Re: [PATCH nf-next,v1 0/6] revisiting nf_tables ruleset validation

Florian Westphal <fw@xxxxxxxxx> · Tue, 20 May 2025 12:42:50 +0200

Pablo Neira Ayuso <pablo@xxxxxxxxxxxxx> wrote:
> On Thu, May 15, 2025 at 08:03:13AM +0200, Florian Westphal wrote:
> > >   netfilter: nf_tables: honor EINTR in ruleset validation from commit/abort path
> > 
> > Do this via nf.git?
> 
> nf-next.git should be fine, this late in the development cycle.

Right, agreed.

> > >   netfilter: nf_tables: honor validation state in preparation phase
> > >   netfilter: nf_tables: add infrastructure for chain validation on updates
> > >   netfilter: nf_tables: add new binding infrastructure
> > >   netfilter: nf_tables: use new binding infrastructure
> > >   netfilter: nf_tables: add support for validating incremental ruleset updates
> > > 
> > >  include/net/netfilter/nf_tables.h |  52 +-
> > >  net/netfilter/nf_tables_api.c     | 800 ++++++++++++++++++++++++++++--
> > >  net/netfilter/nft_immediate.c     |  25 +-
> > >  3 files changed, 844 insertions(+), 33 deletions(-)
> > 
> > This is a lot of new code but no explanation as to why is given.
> 
> These are the results of a test program I made, which is incrementally
> adding elements to an already populated verdict map with 100k elements.
> 
> The ruleset validation shows in the perf callgraph, for each new
> element that is added:
> 
>     55.06%  nft-buffer       [kernel.kallsyms]           [k] nft_chain_validate
>      7.68%  nft-buffer       [kernel.kallsyms]           [k] nf_tables_commit
>      7.19%  nft-buffer       [kernel.kallsyms]           [k] nft_table_validate
>      5.34%  nft-buffer       [kernel.kallsyms]           [k] nft_rhash_walk
>      2.82%  swapper          [kernel.kallsyms]           [k] mwait_idle_with_hints.constprop.0
>      1.26%  nft-buffer       [kernel.kallsyms]           [k] __rhashtable_walk_find_next
>      1.09%  nft-buffer       [kernel.kallsyms]           [k] nft_setelem_validate
>      0.94%  nft-buffer       [kernel.kallsyms]           [k] rhashtable_walk_next
>      0.54%  nft-buffer       libnftables.so.1.1.0        [.] nft_parse
> 
> This is a test adding 100 new elements including jump to chain in a
> existing 100k verdict map.
> 
> With this approach, there is no need to fully validate the chain
> graph.
> 
> > Does this fix bugs with the existing scheme?
> 
> The two initial patches are targetted at fixing minor issues.
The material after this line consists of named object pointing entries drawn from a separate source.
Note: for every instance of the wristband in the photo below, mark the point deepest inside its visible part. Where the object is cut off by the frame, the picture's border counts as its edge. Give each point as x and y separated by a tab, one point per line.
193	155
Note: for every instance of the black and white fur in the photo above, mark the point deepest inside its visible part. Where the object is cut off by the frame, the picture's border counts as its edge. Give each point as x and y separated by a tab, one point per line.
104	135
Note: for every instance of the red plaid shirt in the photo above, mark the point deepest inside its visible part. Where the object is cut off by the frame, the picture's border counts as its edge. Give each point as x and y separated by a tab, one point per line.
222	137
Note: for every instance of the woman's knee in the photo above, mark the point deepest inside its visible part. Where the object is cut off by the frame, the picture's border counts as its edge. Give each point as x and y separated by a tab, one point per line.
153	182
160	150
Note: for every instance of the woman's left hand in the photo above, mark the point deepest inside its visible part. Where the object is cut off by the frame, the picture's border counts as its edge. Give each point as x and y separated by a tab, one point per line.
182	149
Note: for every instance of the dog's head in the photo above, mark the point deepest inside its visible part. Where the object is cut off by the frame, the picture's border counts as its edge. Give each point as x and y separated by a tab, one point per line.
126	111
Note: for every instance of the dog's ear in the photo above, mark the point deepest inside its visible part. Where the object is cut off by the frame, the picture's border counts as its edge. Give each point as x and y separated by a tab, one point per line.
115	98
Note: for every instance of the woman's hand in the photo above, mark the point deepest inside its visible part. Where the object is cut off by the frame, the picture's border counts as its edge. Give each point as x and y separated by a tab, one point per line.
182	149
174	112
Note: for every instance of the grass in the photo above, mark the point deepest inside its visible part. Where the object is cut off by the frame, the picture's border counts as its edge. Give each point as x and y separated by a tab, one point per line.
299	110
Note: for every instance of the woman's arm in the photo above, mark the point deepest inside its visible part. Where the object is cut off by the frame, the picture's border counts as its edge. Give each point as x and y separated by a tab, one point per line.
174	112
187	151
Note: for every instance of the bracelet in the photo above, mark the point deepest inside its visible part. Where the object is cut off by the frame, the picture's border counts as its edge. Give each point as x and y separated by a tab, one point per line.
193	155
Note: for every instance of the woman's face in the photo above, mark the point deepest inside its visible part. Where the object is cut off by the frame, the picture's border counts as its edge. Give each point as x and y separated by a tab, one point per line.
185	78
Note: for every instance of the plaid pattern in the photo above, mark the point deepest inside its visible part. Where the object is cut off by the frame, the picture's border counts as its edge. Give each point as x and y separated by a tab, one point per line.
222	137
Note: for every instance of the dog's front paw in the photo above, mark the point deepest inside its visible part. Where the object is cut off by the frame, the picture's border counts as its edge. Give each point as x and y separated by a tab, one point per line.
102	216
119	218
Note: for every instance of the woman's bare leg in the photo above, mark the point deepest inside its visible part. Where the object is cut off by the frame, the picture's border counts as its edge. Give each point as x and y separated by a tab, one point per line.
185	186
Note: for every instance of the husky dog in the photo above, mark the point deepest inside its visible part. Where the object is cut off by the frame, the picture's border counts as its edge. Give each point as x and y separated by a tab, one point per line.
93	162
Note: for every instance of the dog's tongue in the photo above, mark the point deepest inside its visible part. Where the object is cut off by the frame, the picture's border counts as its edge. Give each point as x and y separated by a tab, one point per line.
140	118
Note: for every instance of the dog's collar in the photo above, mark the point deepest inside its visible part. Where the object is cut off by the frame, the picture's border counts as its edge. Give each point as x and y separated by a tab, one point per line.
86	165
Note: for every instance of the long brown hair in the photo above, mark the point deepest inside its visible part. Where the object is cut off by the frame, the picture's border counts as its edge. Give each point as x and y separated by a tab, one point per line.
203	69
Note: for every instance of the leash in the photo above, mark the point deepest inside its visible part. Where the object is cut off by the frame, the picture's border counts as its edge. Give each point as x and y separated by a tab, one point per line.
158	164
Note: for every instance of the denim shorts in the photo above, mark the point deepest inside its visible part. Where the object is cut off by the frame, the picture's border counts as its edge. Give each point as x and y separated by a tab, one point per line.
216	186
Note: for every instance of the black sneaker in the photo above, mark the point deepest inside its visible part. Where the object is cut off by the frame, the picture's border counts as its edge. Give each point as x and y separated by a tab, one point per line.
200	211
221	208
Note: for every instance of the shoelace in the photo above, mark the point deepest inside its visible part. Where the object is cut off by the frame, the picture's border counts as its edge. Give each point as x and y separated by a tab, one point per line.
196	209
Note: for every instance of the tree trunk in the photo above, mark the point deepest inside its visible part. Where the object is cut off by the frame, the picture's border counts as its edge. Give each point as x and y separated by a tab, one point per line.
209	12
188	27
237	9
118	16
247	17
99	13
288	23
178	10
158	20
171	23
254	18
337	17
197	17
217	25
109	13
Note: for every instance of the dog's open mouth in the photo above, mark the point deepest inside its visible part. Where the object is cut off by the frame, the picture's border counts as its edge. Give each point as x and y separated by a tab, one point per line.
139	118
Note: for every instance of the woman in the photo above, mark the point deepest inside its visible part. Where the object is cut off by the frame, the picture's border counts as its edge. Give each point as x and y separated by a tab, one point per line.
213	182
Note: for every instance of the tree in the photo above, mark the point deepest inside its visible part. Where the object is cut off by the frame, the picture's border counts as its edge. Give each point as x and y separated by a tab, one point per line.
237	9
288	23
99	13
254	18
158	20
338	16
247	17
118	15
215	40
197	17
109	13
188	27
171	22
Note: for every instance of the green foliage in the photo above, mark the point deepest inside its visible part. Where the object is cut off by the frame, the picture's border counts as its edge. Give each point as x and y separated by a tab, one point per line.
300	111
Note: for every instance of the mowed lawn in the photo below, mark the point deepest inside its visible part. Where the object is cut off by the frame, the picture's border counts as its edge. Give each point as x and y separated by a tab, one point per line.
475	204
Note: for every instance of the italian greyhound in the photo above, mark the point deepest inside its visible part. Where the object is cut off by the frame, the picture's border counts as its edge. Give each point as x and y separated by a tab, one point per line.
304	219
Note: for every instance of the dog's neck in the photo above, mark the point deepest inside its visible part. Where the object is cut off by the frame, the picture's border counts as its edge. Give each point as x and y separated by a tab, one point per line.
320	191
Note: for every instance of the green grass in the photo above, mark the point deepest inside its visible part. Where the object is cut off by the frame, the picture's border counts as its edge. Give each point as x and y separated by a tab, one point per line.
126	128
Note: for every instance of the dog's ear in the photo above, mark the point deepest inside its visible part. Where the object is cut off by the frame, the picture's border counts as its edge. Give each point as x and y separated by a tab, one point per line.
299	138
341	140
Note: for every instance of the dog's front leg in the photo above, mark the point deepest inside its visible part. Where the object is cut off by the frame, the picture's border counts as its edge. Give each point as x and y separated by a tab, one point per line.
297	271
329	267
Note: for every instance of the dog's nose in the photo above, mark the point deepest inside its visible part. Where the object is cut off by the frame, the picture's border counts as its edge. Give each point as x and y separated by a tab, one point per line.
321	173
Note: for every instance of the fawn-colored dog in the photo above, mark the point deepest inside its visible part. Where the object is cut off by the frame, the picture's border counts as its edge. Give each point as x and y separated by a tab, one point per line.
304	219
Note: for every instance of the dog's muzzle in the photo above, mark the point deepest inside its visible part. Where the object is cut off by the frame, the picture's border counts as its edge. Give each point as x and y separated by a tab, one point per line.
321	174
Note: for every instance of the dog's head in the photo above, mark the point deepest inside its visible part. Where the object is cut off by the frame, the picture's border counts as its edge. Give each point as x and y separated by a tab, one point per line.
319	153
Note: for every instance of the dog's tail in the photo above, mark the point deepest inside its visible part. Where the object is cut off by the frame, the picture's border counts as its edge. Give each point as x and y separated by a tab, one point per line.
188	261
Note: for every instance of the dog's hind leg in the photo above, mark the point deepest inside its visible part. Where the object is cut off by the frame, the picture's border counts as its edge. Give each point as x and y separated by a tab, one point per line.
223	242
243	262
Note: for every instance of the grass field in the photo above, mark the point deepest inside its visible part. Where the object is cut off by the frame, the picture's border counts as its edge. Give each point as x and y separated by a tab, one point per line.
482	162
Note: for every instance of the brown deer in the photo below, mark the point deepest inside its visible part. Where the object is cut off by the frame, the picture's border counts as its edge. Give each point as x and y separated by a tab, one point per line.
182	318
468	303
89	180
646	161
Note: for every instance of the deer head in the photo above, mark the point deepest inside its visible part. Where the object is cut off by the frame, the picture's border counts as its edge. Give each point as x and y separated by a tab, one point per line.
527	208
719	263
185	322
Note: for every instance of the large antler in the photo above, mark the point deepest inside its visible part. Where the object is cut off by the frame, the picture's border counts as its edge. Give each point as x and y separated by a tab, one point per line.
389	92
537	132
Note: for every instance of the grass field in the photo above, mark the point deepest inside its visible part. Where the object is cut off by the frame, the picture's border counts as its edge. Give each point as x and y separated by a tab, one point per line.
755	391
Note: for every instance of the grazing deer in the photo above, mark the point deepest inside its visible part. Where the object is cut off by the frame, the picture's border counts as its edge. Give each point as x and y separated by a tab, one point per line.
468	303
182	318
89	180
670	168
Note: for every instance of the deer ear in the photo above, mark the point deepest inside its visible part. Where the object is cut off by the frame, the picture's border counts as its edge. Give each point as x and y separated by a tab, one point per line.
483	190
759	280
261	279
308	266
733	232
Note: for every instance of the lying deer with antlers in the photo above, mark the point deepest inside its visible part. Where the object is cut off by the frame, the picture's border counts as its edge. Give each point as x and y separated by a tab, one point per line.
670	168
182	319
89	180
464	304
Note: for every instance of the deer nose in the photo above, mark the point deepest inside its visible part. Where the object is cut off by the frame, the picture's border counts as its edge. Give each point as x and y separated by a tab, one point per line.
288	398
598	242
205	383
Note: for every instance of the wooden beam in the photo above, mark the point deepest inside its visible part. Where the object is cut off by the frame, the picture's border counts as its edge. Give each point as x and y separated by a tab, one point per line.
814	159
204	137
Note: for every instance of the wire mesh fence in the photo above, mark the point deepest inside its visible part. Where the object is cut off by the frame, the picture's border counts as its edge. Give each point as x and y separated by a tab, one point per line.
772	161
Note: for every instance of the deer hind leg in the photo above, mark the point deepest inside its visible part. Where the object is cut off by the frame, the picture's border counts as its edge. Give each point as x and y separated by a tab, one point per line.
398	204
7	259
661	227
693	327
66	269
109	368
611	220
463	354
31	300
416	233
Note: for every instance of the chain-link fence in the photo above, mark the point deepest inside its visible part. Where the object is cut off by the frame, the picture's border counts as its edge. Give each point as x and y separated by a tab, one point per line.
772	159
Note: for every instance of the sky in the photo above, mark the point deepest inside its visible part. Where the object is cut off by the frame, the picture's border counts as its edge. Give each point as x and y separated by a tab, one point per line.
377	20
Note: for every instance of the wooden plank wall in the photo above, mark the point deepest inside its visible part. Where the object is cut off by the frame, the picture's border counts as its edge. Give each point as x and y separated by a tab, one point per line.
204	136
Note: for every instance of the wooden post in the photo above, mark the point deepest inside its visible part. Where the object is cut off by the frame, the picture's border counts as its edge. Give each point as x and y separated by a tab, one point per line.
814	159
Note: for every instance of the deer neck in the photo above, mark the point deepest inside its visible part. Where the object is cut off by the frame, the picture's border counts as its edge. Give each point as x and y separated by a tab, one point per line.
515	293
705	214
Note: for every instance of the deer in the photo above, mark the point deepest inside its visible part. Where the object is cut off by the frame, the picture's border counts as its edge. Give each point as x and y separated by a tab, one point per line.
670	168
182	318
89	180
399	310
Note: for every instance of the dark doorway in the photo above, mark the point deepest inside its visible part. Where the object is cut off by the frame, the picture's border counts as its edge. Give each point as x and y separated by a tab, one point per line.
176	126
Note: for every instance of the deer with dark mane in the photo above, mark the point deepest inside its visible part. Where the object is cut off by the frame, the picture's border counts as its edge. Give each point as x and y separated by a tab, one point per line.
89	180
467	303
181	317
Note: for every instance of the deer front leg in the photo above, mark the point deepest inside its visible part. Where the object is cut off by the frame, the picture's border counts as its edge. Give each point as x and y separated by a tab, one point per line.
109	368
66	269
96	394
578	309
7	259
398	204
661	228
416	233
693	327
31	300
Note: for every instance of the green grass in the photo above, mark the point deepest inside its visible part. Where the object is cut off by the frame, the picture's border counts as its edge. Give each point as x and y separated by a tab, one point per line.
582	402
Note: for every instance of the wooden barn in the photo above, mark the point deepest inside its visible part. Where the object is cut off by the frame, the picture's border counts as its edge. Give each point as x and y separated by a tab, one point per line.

The
> remaining patches are new code, they are passing tests/shell with
> CONFIG_KASAN and CONFIG_KMEMLEAK. I will post v2 but I would like to
> run more fuzz test on the error path.
> 
> > Or is this an optimization? If so, how big is the speedup?
> 
> Optimization. After this series, validation does not show up near the
> top 10; this is the first symbol in the perf call graph:
> 
>      0.03%  nft-buffer       [nf_tables]               [k] __nft_chain_validate
> 
> and it is far from the top 10.
> 
> I can include this information in v2 so they can sit in the mailing
> list for a while, there is a few bugs in v1 that I have addressed.
> Phil has spotted one in them.
> 
> Moreover, I can move the bindings hashtable to make it per-net to
> control the maximum number of jump/goto per family. This is a lot
> larger than Shaun's update, you have to tell me your preference on
> this.

I think Shauns approach is better due to backporting reasons.

Once the new code is stable enough you can move the jump limitation
check there.

Makes sense?

> Old binding code can possibly go away, but that requires closer look
> too.

Yes, lets keep it for now until there is confidence that the split
approach catches all issues.

I suggest to do this by adding a WARN_ON_ONCE() in the old path once
you think the new code should have prevented cycles in 100% of cases,
then remove it after e.g. 6-12 months or so.